Coronavirus fuels big drop in patients turning up at A&E

Posted On 21 Apr 2020 at 9:33 am

A big drop in the number of patients turning up at accident and emergency (A&E) departments has prompted an unusual message from hospital bosses.

It’s ok to come to A&E if you need to, they said, and you won’t be waiting with patients suspected of having the covid-19 coronavirus.

The change of emphasis comes after years spent urging people to use alternatives to A&E unless they were genuinely suffering an emergency or had had a serious accident.

One of Britain’s leading emergency consultants, Rob Galloway, is currently the medical workforce lead for covid-19 at Brighton and Sussex University Hospitals (BSUH).

Dr Galloway said: “It’s still safe to attend A&E. If you need to come to A&E, you should.

“We’re concerned that the public are coming to harm because patients who are unwell aren’t coming to A&E.”

And when they did come, he said, they were often in a much more serious condition, with a poorer chance of survival or of making a good recovery.

A&E attendances and admissions at the Royal Sussex County Hospital, in Brighton, were almost 30 per cent down last month on March last year. The picture is similar across the country.

And nationally, the government reported a spike in the number of people dying – 6,000 more in one week than the five-year average.

Dr Galloway said that only about half of those were likely to be directly attributable to covid-19.

He said that there were some understandable reasons for the fall in A&E attendances – fewer people were going out drinking, fewer were driving and fewer were working.

And some of those who would be better off seeing their family doctor or a pharmacist were worried that they risked catching the coronavirus at A&E so were staying away.

But a third group of patients had also fuelled the drop in numbers at the emergency department.

Rob Galloway

Dr Galloway said that their reasons for not coming in included stoicism and selflessness, their fear of contracting the coronavirus and a worry that they might not receive the treatment they need as medics focus on patients with covid-19.

He said: “They may think that they’re helping the NHS but sadly they aren’t.”

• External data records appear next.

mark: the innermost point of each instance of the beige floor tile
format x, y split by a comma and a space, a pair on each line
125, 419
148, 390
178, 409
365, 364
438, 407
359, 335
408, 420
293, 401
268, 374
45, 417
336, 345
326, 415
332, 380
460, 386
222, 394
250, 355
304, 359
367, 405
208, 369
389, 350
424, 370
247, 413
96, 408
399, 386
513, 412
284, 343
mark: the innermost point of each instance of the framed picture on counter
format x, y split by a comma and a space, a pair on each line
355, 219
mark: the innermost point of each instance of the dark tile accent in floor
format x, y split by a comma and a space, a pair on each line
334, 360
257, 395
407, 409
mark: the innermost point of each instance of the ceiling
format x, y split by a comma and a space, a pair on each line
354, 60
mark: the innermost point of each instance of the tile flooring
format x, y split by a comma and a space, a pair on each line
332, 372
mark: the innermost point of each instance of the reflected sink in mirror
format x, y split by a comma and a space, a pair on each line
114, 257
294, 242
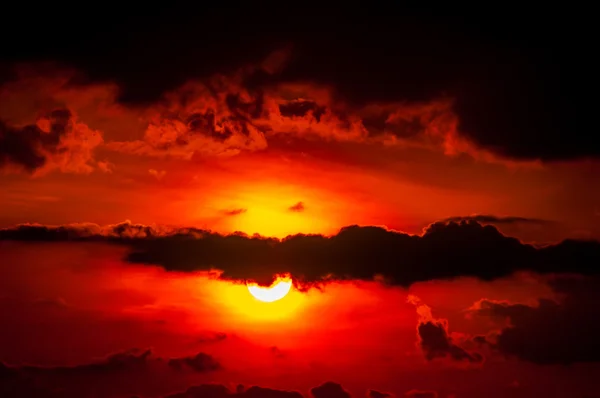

When he and his colleagues finally got to see those patients, he said, they were sicker than they needed to be and required more care and treatment. This could mean a longer stay in hospital.

Their selflessness was admirable but misplaced and could partly explain the sudden spike in the number of people dying.

Dr Galloway said that A&E was safe, with red and green areas to separate patients suspected of having covid-19 from those with other conditions.

They would also be seen by entirely separate doctors and nurses. They were organised into teams of clinicians treating only coronavirus patients and teams treating all other patients.

It followed a huge reorganisation at BSUH, which runs the Royal Sussex and the Royal Alexandra Children’s Hospital, in Brighton, as well as the Princess Royal Hospital, in Haywards Heath, he said.

Dr Galloway said: “The public can be reassured we’re there for them whether they’ve got covid or something else.”

Staffing levels were good, he said, despite a number of colleagues who were off – some of them in self-isolation.

He said: “We’ve got resilience in A&E, the ward system and intensive care. We’ve got the capacity to cope.”

There were more than enough beds, he said. Occupancy rates were lower than they had been for years, partly thanks to a big drop in bed blocking, also known as “delayed transfers of care”.

He praised those working in social care, nursing homes and commissioning organisations for enabling more patients to be discharged more efficiently when they were ready to leave hospital, adding: “It’s remarkable.”

There were fewer “elective” patients too as many routine operations had been cancelled, along with outpatient appointments.

It worried him, though, that six months down the line there could be a rise in the number of, say, breast cancer cases coming to light.

There were fears that people were putting off seeing their doctor too when they had concerns about, say, a lump or other persistent or significant symptoms.

Dr Galloway also thanked everyone who had donated money, food or their time to help the NHS since the start of the pandemic.

And he thanked all those who had applauded NHS staff and carers, adding: “Those 8pm claps make you feel proud of working for the NHS.

“In films, heroes wear capes. In real life, heroes are people like nurses, radiographers, pharamacists and porters.

“It’s great that they feel appreciated. It’s a very hard job. It’s been the hardest couple of months of my working life and it’s wonderful that it’s appreciated.

“And it’s wonderful that the public are following the government’s advice about staying home and social distancing.

“Social isolation gave us an extra three weeks to prepare. We’re ready for you in A&E if you genuinely need us.

“If you can go to your GP or pharmacist, please do. But if it’s an emergency, come to A&E.

“If you’ve got abdominal or chest pain, loss of consciousness, fitting, heavy bleeding, if you’re having a stroke or breathing difficulties, don’t suffer at home and worry that you’ll be burdening us.

“If people are selfless, it may cause more problems for them and the NHS.

“The public can be reassured that we can cope.”